東洋経済オンライン / 2024年3月8日 11時30分

能登半島地震、被災地での炊き出しには多くの料理人が駆けつけた(写真:池端隼也さん提供)

元日に起きた能登地震から2カ月が過ぎた。

【写真を見る】金沢市のフレンチレストラン「エクティル」のシェフ・川本紀男さんが作った、見た目にも美しい「炊き出し」の料理はこちら

道路や交通網は徐々に復旧し、生活再建の流れは加速している。一方、水道などインフラの復旧は能登地区でもなかなか進まず、倒壊した家屋や店舗はもちろん、建物にそれほど被害がなかった地区でも避難生活が必要な状況はあまり変わっていない。そのため、今もなお、珠洲市や輪島市などでは避難所での炊き出しや食事のサポートが続けられている。
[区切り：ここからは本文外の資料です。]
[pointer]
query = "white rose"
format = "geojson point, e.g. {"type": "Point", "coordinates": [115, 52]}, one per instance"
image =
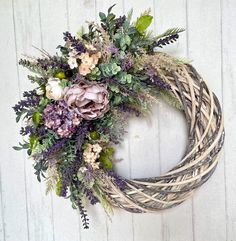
{"type": "Point", "coordinates": [54, 90]}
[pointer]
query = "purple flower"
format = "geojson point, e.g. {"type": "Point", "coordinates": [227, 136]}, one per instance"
{"type": "Point", "coordinates": [114, 50]}
{"type": "Point", "coordinates": [127, 64]}
{"type": "Point", "coordinates": [31, 100]}
{"type": "Point", "coordinates": [60, 118]}
{"type": "Point", "coordinates": [57, 146]}
{"type": "Point", "coordinates": [75, 43]}
{"type": "Point", "coordinates": [119, 21]}
{"type": "Point", "coordinates": [68, 173]}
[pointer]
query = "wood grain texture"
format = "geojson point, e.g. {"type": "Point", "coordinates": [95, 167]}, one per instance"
{"type": "Point", "coordinates": [228, 9]}
{"type": "Point", "coordinates": [151, 147]}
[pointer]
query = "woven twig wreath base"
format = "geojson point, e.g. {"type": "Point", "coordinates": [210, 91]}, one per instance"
{"type": "Point", "coordinates": [206, 136]}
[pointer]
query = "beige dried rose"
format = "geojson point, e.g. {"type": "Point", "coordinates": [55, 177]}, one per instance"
{"type": "Point", "coordinates": [91, 155]}
{"type": "Point", "coordinates": [84, 69]}
{"type": "Point", "coordinates": [90, 99]}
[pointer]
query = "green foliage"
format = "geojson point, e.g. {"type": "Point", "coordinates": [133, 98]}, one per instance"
{"type": "Point", "coordinates": [143, 23]}
{"type": "Point", "coordinates": [40, 168]}
{"type": "Point", "coordinates": [124, 78]}
{"type": "Point", "coordinates": [33, 142]}
{"type": "Point", "coordinates": [170, 31]}
{"type": "Point", "coordinates": [109, 70]}
{"type": "Point", "coordinates": [95, 74]}
{"type": "Point", "coordinates": [122, 40]}
{"type": "Point", "coordinates": [36, 118]}
{"type": "Point", "coordinates": [105, 160]}
{"type": "Point", "coordinates": [21, 146]}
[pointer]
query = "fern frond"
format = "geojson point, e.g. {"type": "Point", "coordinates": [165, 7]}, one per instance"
{"type": "Point", "coordinates": [130, 14]}
{"type": "Point", "coordinates": [146, 12]}
{"type": "Point", "coordinates": [170, 31]}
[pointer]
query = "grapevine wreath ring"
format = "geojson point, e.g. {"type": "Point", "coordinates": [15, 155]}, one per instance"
{"type": "Point", "coordinates": [206, 136]}
{"type": "Point", "coordinates": [84, 96]}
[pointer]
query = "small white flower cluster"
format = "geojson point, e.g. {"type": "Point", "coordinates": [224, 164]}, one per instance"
{"type": "Point", "coordinates": [54, 90]}
{"type": "Point", "coordinates": [91, 154]}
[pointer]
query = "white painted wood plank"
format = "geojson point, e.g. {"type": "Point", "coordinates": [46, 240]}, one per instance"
{"type": "Point", "coordinates": [144, 148]}
{"type": "Point", "coordinates": [229, 100]}
{"type": "Point", "coordinates": [204, 31]}
{"type": "Point", "coordinates": [13, 194]}
{"type": "Point", "coordinates": [39, 206]}
{"type": "Point", "coordinates": [2, 225]}
{"type": "Point", "coordinates": [172, 127]}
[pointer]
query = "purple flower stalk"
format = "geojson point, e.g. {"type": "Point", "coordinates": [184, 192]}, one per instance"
{"type": "Point", "coordinates": [60, 118]}
{"type": "Point", "coordinates": [75, 43]}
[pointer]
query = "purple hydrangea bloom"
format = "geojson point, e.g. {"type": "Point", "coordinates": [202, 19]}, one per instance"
{"type": "Point", "coordinates": [119, 21]}
{"type": "Point", "coordinates": [54, 148]}
{"type": "Point", "coordinates": [127, 64]}
{"type": "Point", "coordinates": [75, 43]}
{"type": "Point", "coordinates": [60, 118]}
{"type": "Point", "coordinates": [31, 99]}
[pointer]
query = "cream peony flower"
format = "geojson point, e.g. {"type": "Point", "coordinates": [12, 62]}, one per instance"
{"type": "Point", "coordinates": [84, 69]}
{"type": "Point", "coordinates": [54, 90]}
{"type": "Point", "coordinates": [72, 60]}
{"type": "Point", "coordinates": [91, 154]}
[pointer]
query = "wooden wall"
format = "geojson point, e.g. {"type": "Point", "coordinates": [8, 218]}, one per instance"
{"type": "Point", "coordinates": [152, 146]}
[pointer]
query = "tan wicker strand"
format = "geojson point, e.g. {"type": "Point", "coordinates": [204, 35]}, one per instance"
{"type": "Point", "coordinates": [206, 136]}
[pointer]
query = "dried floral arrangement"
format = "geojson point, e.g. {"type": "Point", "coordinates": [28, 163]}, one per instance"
{"type": "Point", "coordinates": [84, 96]}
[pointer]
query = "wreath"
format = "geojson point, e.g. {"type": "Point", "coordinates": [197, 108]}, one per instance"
{"type": "Point", "coordinates": [77, 114]}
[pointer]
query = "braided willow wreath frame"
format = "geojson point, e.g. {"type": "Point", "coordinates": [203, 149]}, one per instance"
{"type": "Point", "coordinates": [83, 99]}
{"type": "Point", "coordinates": [206, 137]}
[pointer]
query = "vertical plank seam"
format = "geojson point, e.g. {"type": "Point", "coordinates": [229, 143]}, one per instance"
{"type": "Point", "coordinates": [51, 198]}
{"type": "Point", "coordinates": [159, 130]}
{"type": "Point", "coordinates": [67, 15]}
{"type": "Point", "coordinates": [19, 91]}
{"type": "Point", "coordinates": [130, 166]}
{"type": "Point", "coordinates": [53, 224]}
{"type": "Point", "coordinates": [222, 94]}
{"type": "Point", "coordinates": [1, 200]}
{"type": "Point", "coordinates": [40, 24]}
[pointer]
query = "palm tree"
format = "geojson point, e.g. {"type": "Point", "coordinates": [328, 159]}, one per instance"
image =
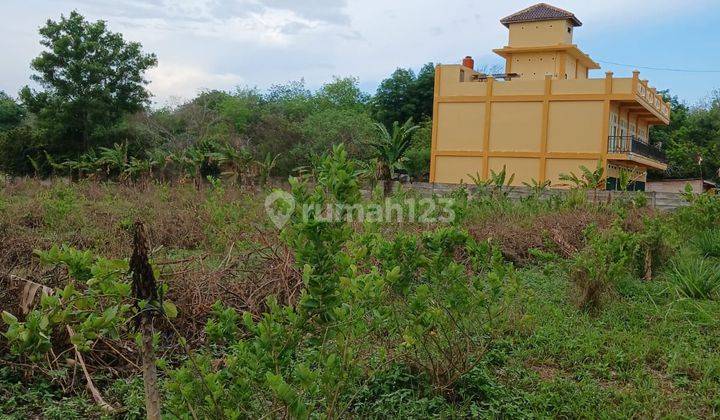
{"type": "Point", "coordinates": [233, 162]}
{"type": "Point", "coordinates": [588, 180]}
{"type": "Point", "coordinates": [390, 149]}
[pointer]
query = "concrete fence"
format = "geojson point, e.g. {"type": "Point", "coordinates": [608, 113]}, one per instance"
{"type": "Point", "coordinates": [655, 199]}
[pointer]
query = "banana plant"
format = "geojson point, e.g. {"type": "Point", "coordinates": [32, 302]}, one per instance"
{"type": "Point", "coordinates": [588, 180]}
{"type": "Point", "coordinates": [536, 187]}
{"type": "Point", "coordinates": [390, 149]}
{"type": "Point", "coordinates": [114, 160]}
{"type": "Point", "coordinates": [498, 183]}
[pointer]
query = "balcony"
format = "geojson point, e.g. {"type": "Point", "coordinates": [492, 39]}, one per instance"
{"type": "Point", "coordinates": [630, 148]}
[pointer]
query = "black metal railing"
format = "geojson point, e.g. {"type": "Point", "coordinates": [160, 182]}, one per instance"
{"type": "Point", "coordinates": [631, 144]}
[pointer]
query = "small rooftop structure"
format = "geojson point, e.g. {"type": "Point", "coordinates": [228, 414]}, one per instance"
{"type": "Point", "coordinates": [540, 12]}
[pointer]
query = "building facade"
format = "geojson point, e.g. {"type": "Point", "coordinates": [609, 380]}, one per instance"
{"type": "Point", "coordinates": [544, 116]}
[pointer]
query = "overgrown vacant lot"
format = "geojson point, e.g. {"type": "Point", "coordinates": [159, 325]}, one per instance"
{"type": "Point", "coordinates": [531, 309]}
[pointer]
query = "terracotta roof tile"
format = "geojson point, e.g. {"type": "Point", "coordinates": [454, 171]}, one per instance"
{"type": "Point", "coordinates": [538, 12]}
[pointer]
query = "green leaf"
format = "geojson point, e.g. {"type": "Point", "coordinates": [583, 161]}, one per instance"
{"type": "Point", "coordinates": [170, 309]}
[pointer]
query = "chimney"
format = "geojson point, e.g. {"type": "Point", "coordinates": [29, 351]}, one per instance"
{"type": "Point", "coordinates": [469, 62]}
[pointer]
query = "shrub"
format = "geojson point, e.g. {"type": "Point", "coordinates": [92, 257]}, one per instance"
{"type": "Point", "coordinates": [608, 256]}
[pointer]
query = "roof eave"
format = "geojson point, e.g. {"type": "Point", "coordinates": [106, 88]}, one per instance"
{"type": "Point", "coordinates": [575, 21]}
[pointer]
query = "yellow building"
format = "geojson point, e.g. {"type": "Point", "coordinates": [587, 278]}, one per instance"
{"type": "Point", "coordinates": [544, 116]}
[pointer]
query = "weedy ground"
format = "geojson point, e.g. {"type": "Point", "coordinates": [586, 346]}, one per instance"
{"type": "Point", "coordinates": [586, 336]}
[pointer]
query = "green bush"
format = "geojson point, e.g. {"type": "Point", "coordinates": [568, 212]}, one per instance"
{"type": "Point", "coordinates": [708, 243]}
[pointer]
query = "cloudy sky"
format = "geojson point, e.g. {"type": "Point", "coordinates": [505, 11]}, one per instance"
{"type": "Point", "coordinates": [220, 44]}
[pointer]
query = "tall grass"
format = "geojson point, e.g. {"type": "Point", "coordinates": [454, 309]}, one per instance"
{"type": "Point", "coordinates": [708, 243]}
{"type": "Point", "coordinates": [695, 277]}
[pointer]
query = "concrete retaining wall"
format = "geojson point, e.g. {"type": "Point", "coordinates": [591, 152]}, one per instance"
{"type": "Point", "coordinates": [656, 199]}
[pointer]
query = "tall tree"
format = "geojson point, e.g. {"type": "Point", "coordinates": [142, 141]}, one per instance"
{"type": "Point", "coordinates": [11, 113]}
{"type": "Point", "coordinates": [90, 78]}
{"type": "Point", "coordinates": [692, 140]}
{"type": "Point", "coordinates": [405, 95]}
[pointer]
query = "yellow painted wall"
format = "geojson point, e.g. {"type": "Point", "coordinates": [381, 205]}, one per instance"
{"type": "Point", "coordinates": [524, 169]}
{"type": "Point", "coordinates": [535, 65]}
{"type": "Point", "coordinates": [578, 86]}
{"type": "Point", "coordinates": [460, 126]}
{"type": "Point", "coordinates": [515, 126]}
{"type": "Point", "coordinates": [529, 34]}
{"type": "Point", "coordinates": [536, 132]}
{"type": "Point", "coordinates": [575, 126]}
{"type": "Point", "coordinates": [453, 169]}
{"type": "Point", "coordinates": [519, 87]}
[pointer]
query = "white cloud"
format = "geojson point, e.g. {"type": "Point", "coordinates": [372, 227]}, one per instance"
{"type": "Point", "coordinates": [220, 43]}
{"type": "Point", "coordinates": [169, 81]}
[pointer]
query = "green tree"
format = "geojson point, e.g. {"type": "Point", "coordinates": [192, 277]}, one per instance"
{"type": "Point", "coordinates": [693, 133]}
{"type": "Point", "coordinates": [11, 113]}
{"type": "Point", "coordinates": [405, 95]}
{"type": "Point", "coordinates": [90, 78]}
{"type": "Point", "coordinates": [390, 149]}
それらのサポートを担うのは、自らも被災した料理人たちだ。

私財とスキルを提供するシェフたち

奥能登・輪島市のフランス料理店のシェフ、池端隼也さんもそのひとり。池端さんは、震災後は市内で毎日1000人分以上の炊き出し作業に従事している。

池端さんは築約100年の輪島塗の塗師の家を改装したレストラン「ラトリエ・ドゥ・ノト」を営業していた。

震災で池端さんの店は全壊。そこからかろうじて引っ張り出せた自前の食材を使っての炊き出しが震災の翌日からスタートした。現在は食材こそ各方面から潤沢に届いているというが、池端さん自身は今も、輪島市内の施設でボランティアでの炊き出しに従事している。

石川県七尾市のイタリアン「ヴィラ・デラ・パーチェ」のシェフ平田明珠さんも、震災直後から1月末まで、炊き出しをはじめとしたサポートを行っていた。場所は店から車で10分、市が避難所として開設している市立中島小学校だ。

海岸沿いの平田さんの店舗は幸いにも津波の被害をまぬがれ、建物自体にも大きな損傷はなかった。断水も2月末には解消され、営業再開に向けて動き出している。

アメリカ本部のボランティア団体も支援

料理人である彼らが、みずからも被災しているにもかかわらず、ボランティアで炊き出し業務を引き受けているのはなぜだろうか。

「あの環境で自分ができることってなんだろうと思って、僕ができることは料理なので、この町に住んでいる人間として単純に何ができるか考えた結果です」(平田さん)

彼らは自分の店の再建よりも被災者のサポートを優先し、避難所での炊き出しを選択している。しかも最初の支援物資が届く前には、自分の店に保管してあった営業用の食材を最初の炊き出しに提供してもいる。

「最初は寄せ集めですよ。食材も自分の店に正月営業用に買ってあったものを使って、あとは近くの農園さんや干物屋さんがもう売れないからと食材を提供してくれました。